Participants in the Solicitation
CVPS and its directors and executive officers may be deemed to be participants in the solicitation of proxies from the stockholders of CVPS in connection with the proposed transaction. Information about CVPS and its directors and executive officers, and their ownership of CVPS’s securities, is set forth in the proxy statement for the annual meeting of stockholders of CVPS held on May 3, 2011, which was filed with the SEC on March 24, 2011. These documents can be obtained free of charge from the sources indicated above. Other information regarding the participants in the proxy solicitation and a description of their direct and indirect interests, by security holdings or otherwise, will be contained in the proxy statement relating to the proposed merger and other relevant materials to be filed with the SEC when they become available.
 
Forward-Looking Statements
Statements contained in this press release that are not historical fact are forward-looking statements intended to qualify for the safe-harbors from the liability established by the Private Securities Litigation Reform Act of 1995. Statements made that are not historical facts are forward-looking and, accordingly, involve estimates, assumptions, risks and uncertainties that could cause actual results or outcomes to differ materially from those expressed in the forward-looking statements. Actual results will depend, among other things, upon the actions of regulators, performance of the Vermont Yankee nuclear power plant, effects of and changes in weather and economic conditions, volatility in wholesale electric markets, volatility in the financial markets, and our ability to maintain our current credit ratings.
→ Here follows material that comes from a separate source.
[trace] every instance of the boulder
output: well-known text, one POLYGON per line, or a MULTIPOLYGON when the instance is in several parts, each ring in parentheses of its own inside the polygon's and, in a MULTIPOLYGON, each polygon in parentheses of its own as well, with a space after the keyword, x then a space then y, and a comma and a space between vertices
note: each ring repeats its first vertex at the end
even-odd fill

These and other risk factors are detailed in CV's Securities and Exchange Commission filings. CV cannot predict the outcome of any of these matters; accordingly, there can be no assurance that such indicated results will be realized. Readers are cautioned not to place undue reliance on these forward-looking statements that speak only as of the date of this press release. CV does not undertake any obligation to publicly release any revision to these forward-looking statements to reflect events or circumstances after the date of this press release.